Can you remove the ISP combo router device? If not, just make sure that the subnet that is used on the LAN of that device is not the same as what you have on your OpenWrt router... if it is the same, routing will not work. You can easily change the OpenWrt subnet to something that doesn't overlap.

If it is using 10.0.0.0/24, you can use 192.168.1.0/24 on your OpenWrt router. Or you can use basically any RFC1918 address that doesn't conflict with the upstream router.

The address for the OpenWrt WAN will necessarily be in the same subnet as the upstream router's LAN. Therefore, if the upstream uses 10.0.0.0/24, it must have an address in that range. Then, on your OpenWrt LAN you'll want another non-overlapping address. 192.168.1.0/24 is fine (192.168.1.1 for the router address -- this is the default configuration).

In the link I sent earlier, you will find the solution:

That is fine -- you are assigning the wan interface to the wan firewall zone. Currently it shows empty, but once you save the changes, it will be associated properly.

Now I'm even more confused... I don't understand what you are trying to do. Why are you changing zones around? You should leave the network and zone associations alone, and simply change the address method for your networks.

the lan network should be associated with the lan firewall zone. It should have a protocol of "static IP" and then an address like 192.168.1.1 (net mask 255.255.255.0).

Your wan network should be associated with the wan firewall zone. It should probably have a protocol of "DHCP'.

That's it.

Quick definitions:
LAN = Local Area Network (i.e. your network), trusted
WAN = Wide Area Network (i.e. the internet), untrusted.

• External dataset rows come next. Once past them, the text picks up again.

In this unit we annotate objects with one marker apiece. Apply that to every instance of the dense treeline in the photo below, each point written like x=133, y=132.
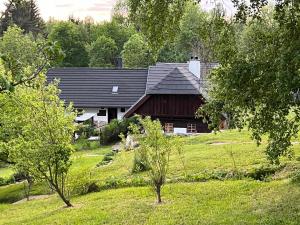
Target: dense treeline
x=86, y=43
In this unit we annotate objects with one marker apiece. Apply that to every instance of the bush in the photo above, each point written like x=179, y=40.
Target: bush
x=83, y=144
x=263, y=172
x=81, y=184
x=86, y=130
x=108, y=157
x=140, y=163
x=7, y=181
x=111, y=133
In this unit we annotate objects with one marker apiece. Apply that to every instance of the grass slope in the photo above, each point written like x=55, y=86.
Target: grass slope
x=213, y=202
x=229, y=202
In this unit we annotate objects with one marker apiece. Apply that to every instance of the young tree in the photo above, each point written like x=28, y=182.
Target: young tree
x=156, y=148
x=23, y=13
x=39, y=130
x=72, y=42
x=102, y=52
x=23, y=58
x=136, y=53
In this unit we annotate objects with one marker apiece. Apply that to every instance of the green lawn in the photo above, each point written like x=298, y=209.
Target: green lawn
x=230, y=201
x=6, y=172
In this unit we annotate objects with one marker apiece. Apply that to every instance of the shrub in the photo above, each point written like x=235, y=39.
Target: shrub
x=263, y=172
x=83, y=144
x=86, y=129
x=80, y=184
x=140, y=163
x=7, y=181
x=111, y=133
x=296, y=177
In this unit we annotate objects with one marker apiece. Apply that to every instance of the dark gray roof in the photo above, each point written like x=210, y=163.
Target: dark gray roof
x=161, y=70
x=92, y=87
x=178, y=81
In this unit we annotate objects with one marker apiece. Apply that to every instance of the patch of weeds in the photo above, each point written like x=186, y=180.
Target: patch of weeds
x=296, y=177
x=263, y=172
x=108, y=158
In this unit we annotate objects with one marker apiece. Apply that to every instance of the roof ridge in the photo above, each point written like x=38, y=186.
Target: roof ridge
x=182, y=73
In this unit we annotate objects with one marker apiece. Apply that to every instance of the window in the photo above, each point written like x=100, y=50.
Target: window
x=102, y=112
x=192, y=128
x=169, y=128
x=79, y=112
x=115, y=89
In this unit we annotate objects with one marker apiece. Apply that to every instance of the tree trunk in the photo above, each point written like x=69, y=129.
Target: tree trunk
x=158, y=192
x=62, y=196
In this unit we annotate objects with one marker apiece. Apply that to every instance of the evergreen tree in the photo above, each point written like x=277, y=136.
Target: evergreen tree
x=23, y=13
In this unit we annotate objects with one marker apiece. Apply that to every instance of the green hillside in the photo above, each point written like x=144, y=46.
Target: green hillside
x=225, y=179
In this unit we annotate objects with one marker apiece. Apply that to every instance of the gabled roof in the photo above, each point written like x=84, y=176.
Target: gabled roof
x=159, y=71
x=178, y=81
x=92, y=87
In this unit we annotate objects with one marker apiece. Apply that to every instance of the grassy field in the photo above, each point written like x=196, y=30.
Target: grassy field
x=219, y=200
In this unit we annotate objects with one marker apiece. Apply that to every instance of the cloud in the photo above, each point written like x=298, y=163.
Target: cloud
x=63, y=5
x=100, y=7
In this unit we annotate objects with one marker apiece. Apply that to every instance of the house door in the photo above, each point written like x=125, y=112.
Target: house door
x=112, y=114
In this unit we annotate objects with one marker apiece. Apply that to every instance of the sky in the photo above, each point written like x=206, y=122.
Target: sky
x=100, y=10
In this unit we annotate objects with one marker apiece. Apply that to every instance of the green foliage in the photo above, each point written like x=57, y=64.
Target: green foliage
x=111, y=133
x=114, y=30
x=102, y=52
x=257, y=83
x=107, y=159
x=136, y=53
x=81, y=184
x=155, y=149
x=158, y=20
x=24, y=14
x=140, y=163
x=69, y=37
x=86, y=130
x=39, y=130
x=23, y=58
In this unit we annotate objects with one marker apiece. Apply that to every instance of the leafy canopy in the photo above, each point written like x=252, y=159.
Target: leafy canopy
x=258, y=83
x=137, y=53
x=102, y=52
x=23, y=13
x=23, y=58
x=37, y=132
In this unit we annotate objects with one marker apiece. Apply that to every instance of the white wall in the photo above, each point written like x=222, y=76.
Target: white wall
x=121, y=114
x=97, y=118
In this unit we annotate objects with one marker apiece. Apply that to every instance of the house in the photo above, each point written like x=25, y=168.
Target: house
x=170, y=92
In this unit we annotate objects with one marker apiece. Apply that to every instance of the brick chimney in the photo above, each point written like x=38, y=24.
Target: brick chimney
x=195, y=66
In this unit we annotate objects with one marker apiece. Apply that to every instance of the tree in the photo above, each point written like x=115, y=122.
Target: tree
x=23, y=13
x=119, y=32
x=137, y=53
x=257, y=83
x=102, y=52
x=156, y=148
x=23, y=58
x=72, y=42
x=158, y=20
x=39, y=132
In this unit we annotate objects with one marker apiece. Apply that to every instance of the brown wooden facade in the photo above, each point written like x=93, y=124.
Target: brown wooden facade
x=176, y=109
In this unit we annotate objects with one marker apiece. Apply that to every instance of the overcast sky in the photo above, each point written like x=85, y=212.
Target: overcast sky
x=98, y=9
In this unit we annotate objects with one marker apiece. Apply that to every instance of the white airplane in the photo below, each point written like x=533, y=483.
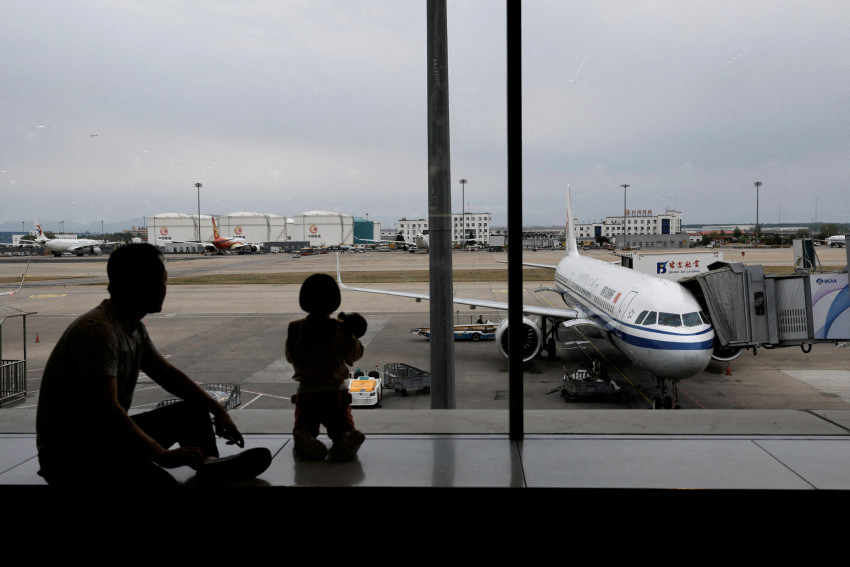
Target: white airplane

When I said your setup was backwards, I meant that you were tying to connect your devices to the wan side of your router... this won't work. Your devices must be connected to the lan side of the router (via the switch), while the WAN connects upstream.

The simple solution would be to leave your configuration as it is in the picture you've posted in #15 and switch the connections you've made on your router (i.e. take the cable that is currently plugged into the normal ethernet port and connect it instead to the USB-ethernet adapter and vice versa.

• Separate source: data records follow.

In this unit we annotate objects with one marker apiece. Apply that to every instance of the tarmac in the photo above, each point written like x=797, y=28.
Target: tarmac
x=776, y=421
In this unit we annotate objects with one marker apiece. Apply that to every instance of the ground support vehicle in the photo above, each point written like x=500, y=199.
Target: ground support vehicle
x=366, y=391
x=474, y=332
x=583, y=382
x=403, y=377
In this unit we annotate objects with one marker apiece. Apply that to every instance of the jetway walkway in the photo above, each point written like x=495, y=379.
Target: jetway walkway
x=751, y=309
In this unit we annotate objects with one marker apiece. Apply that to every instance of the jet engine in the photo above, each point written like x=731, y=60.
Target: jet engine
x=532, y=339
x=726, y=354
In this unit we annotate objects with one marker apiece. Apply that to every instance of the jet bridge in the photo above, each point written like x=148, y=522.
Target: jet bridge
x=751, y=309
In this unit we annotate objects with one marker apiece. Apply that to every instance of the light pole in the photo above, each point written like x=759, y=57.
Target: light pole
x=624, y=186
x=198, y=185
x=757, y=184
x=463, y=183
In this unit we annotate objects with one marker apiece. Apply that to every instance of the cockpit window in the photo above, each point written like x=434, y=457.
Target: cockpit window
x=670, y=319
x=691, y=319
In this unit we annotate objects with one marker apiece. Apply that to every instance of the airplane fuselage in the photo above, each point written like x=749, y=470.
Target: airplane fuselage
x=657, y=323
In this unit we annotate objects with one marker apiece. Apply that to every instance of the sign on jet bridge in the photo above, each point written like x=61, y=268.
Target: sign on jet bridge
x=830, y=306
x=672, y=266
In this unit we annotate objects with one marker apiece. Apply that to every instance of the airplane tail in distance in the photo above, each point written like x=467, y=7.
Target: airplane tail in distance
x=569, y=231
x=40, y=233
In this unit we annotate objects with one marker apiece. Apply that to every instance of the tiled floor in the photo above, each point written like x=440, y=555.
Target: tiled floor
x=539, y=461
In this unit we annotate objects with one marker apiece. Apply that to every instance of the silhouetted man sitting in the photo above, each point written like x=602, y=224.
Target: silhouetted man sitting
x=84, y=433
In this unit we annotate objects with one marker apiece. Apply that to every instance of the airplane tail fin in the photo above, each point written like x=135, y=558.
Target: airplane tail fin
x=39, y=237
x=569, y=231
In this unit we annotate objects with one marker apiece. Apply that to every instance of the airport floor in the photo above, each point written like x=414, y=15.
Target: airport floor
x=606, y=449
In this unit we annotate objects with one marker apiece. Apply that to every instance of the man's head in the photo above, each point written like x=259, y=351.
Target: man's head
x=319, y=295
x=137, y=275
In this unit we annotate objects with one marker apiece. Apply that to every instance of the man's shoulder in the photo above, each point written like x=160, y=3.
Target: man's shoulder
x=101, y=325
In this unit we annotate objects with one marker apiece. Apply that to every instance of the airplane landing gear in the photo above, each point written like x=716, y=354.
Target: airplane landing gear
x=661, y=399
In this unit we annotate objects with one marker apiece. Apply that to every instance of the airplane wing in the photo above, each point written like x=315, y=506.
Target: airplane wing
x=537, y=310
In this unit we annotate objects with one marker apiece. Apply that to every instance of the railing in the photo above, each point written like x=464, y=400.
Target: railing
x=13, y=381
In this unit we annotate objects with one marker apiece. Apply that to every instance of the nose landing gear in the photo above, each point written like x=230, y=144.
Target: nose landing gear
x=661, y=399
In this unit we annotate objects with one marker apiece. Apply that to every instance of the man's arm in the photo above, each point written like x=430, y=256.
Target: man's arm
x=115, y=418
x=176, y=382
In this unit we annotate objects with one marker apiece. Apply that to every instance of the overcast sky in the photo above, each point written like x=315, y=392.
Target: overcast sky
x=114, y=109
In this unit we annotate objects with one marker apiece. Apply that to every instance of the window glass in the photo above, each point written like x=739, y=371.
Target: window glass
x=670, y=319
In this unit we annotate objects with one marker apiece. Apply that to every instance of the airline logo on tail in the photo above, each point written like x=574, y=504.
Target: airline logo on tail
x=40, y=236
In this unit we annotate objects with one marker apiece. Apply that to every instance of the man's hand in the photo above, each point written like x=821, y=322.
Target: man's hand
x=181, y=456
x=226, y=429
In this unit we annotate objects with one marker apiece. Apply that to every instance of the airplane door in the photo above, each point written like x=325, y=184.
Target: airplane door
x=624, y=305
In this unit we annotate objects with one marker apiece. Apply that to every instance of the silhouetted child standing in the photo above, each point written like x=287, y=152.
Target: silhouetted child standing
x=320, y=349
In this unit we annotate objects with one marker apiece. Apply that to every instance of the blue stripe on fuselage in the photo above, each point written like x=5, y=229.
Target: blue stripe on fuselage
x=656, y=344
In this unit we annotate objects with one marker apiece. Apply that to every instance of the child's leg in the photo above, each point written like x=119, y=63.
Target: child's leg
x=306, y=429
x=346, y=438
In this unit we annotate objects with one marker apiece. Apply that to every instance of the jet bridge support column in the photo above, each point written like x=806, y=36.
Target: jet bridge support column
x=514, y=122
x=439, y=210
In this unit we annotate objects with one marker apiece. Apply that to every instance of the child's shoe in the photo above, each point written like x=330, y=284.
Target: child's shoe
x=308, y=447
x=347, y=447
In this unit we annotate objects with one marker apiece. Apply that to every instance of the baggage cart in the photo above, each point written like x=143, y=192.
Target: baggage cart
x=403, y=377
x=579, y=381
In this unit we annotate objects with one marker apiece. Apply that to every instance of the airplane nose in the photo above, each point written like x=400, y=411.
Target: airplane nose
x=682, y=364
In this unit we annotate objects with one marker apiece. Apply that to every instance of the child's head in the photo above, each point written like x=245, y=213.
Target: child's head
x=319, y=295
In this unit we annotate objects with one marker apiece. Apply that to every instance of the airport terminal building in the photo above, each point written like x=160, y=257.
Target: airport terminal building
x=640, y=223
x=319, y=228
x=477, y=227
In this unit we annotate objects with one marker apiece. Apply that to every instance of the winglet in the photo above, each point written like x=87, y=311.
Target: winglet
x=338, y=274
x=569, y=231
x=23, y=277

If you really want to keep the physical connections the same, you need to change the ethernet assignments into br-lan (currently, I'd guess, it's eth0) and wan (currently eth1).

The firewall zone picture shows that traffic is allowed to be forwarded from the lan to the wan and that traffic from the wan is rejected (not forwarded anywhere). In practical terms, this means a host on the lan can initiate a connection (for example, to these forums). Return connections (responses) are therefore allowed. But the hosts on the wan cannot initiate a connection to hosts on your lan. This is how it should be for security reasons.

For the error you are encountering, you may need to use the command line interface if it won’t apply correctly when using LuCI (due to the auto rollback). But that link describes how to deal with this issue.

Aside from swapping the Ethernet cables, you don’t need any changes from the default configuration of OpenWrt. I don’t know if you have made any other changes (accidentally or intentionally in an effort to set things up), so I will say that your best option is to reset to defaults/start fresh.